Ambacco incentive payments beginning to wind down

Jun. 07, 2014 @ 04:06 PM

Warm up the fires at City Hall, it’s time to start burning the public’s mortgage on the American Tobacco complex.

The city’s incentive-payment promises for the redevelopment of the former cigarette factory are set to start dropping off as of July 1, when its annual obligation to the project drops from $919,011 to $291,325.

“Everything is starting to stair-step down,” Finance Director David Boyd said, adding that the city’s incentive obligations to American Tobacco’s owners will be complete at the end of fiscal 2016-17.

The city’s overall incentive payout by that time appears likely to clock in at $8.6 million.

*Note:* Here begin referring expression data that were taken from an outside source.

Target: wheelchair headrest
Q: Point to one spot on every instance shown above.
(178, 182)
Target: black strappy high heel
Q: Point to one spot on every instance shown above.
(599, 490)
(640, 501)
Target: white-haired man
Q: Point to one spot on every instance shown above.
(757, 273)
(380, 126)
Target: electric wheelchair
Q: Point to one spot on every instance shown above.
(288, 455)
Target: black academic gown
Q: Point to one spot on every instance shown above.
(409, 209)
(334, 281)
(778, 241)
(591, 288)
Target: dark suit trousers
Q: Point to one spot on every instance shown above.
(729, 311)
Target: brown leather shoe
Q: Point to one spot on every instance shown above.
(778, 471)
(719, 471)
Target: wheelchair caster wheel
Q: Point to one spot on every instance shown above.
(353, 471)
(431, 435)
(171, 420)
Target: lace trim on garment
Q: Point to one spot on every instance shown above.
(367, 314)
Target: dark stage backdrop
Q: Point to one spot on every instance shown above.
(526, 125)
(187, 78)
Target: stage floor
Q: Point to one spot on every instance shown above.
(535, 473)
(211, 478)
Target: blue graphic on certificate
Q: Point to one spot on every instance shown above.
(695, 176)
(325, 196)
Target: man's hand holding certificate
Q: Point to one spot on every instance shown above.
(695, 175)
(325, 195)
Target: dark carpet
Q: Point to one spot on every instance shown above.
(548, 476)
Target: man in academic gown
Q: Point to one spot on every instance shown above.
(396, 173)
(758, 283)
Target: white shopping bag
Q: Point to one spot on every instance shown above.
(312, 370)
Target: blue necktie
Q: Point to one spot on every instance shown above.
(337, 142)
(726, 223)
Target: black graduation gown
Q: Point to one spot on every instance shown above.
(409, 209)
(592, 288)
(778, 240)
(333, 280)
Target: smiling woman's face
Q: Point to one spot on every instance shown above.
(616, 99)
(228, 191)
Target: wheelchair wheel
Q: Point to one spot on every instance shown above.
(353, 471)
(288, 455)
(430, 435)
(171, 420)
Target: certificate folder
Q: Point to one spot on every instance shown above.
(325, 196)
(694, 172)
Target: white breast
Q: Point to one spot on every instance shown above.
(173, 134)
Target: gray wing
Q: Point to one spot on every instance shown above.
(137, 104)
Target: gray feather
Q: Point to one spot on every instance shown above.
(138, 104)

It stems from a quintet of promises the City Council made early in the 2000s when it was eager to jumpstart the redevelopment of downtown Durham.

The project has since become a “poster child,” in the words of Preservation North Carolina President Myrick Howard, both for downtown’s renaissance and the benefits of finding new uses for old buildings.

City officials believe it’s generated $9 million in revenue for their government that wouldn’t have come in had the former factory site remained derelict.

That doesn’t make the overall project a net money maker for the city, as part of the deal on its end included building and owning one of the three parking decks that surround the development.

The city is still paying about $1.1 million a year to service its construction debt for the North Deck, plus another $340,000 or so a year in management expenses.

All told, by the end of fiscal 2016-17, the city is on track to have paid $30.1 million for its involvement in American Tobacco, counting both its incentive and North Deck obligations, according to a spreadsheet City Manager Tom Bonfield and his staff use to track the deal’s performance.

Adding in the fees motorists pay to park in the North Deck, the city is likely to have received $16.7 million by the end fiscal 2016-17.

The $13.4 million net loss — cash-wise, as the city for having title to the North Deck gets to book it as an asset — is $2.2 million to the good better than what city officials had expected when they originally made the deal.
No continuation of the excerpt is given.